VANCOUVER, BC - SEPTEMBER 18: An unidentified man smokes a 15 gram joint during a protest organized by leader of the Marijuana Party of British Columbia in front of the police department September 18, 2003 in Vancouver, Canada. Emery was unsucessfully attempting to get arrested to bring attention to criminal codes against marijuana, the police ignored the demonstration. (Photo by Don MacKinnon/Getty Images)
A standing-room only crowd gathered in Sacramento Wednesday for a three-hour hearing to discuss legalization of marijuana for recreational purposes.

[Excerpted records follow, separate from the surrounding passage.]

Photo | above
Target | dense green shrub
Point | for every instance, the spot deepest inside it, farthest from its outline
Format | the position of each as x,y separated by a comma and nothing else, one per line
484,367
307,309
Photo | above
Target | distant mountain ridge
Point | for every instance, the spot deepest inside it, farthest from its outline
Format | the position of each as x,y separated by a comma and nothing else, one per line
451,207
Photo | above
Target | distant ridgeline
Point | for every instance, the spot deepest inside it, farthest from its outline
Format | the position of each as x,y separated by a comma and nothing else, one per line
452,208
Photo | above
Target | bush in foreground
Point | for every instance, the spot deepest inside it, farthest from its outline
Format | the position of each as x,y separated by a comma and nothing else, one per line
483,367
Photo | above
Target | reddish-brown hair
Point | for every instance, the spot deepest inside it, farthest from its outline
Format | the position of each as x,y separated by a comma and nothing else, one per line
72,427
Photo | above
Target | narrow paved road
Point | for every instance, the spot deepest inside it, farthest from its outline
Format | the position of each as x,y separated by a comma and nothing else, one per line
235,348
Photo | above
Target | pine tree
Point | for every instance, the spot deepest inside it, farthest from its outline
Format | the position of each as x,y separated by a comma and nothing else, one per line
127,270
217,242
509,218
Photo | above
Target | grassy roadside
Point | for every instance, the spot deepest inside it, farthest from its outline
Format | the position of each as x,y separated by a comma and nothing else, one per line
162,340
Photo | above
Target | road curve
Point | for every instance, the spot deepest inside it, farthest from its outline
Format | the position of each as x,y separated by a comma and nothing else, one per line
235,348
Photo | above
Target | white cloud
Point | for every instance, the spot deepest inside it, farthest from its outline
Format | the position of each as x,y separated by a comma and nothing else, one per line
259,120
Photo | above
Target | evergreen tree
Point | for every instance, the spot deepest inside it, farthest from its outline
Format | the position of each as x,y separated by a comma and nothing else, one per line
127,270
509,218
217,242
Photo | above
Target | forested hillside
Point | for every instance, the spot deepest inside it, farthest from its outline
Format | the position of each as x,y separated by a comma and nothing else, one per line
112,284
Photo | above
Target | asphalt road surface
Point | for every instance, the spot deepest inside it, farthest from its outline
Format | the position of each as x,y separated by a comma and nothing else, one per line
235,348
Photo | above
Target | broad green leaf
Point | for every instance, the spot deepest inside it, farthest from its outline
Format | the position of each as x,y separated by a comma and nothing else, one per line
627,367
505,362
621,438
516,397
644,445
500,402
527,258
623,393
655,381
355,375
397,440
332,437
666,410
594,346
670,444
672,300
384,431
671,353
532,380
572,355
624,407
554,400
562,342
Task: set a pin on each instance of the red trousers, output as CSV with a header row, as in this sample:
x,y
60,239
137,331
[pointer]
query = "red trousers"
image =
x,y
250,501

Yeah, seriously, legalizing marijuana.
But this wasn't a group of long-haired college kids hanging out passing the bong around. This was a serious group of professionals (and some pot smokers) discussing a proposal by Assemblyman Tom Ammiano from San Francisco, who has been one of the most outspoken lawmakers behind the push for new laws regarding the use of pot.
Both sides of the debate were heard, but Ammiano has long had his mind made up.
Before the hearing, Ammiano called the criminalization of marijuana a failed policy that denies the state significant revenue. He said the bill could put the state in a position to set the national agenda on pot.
"I think we have a real shot at it, particularly in the context of it being in some ways bigger than California," Ammiano said.
His bill would tax and regulate marijuana in the state much like alcohol. Adults 21 and older could legally possess, grow and sell marijuana. The state would charge a $50-per-ounce fee and a 9 percent tax on retail sales. Oakland is the first city in the country to take advantage of pot sales. Voters there approved a 1.8 percent sales tax on medical cannabis businesses in a special election.
Legal experts on both sides also agreed at the informational hearing that nothing in current federal law can prevent California from stripping criminal penalties for marijuana from its own books.
"If California decides to legalize marijuana, there's nothing in the Constitution that stands in its way," said Tamar Todd, a staff attorney for the pro-legalization Drug Policy Alliance.
Speakers at the hearing argued a number of issues, including whether legalization would increase or decrease crime and help or hurt children.
California already has some of the loosest rules in the country on marijuana for medical use under Proposition 215. The Compassionate Use Act, passed by voters in 1996, allows patients with a valid doctor's recommendation to qualify for a medical marijuana card.
Ammiano's bill would be up for vote next year and if it passes, would take effect in 2011.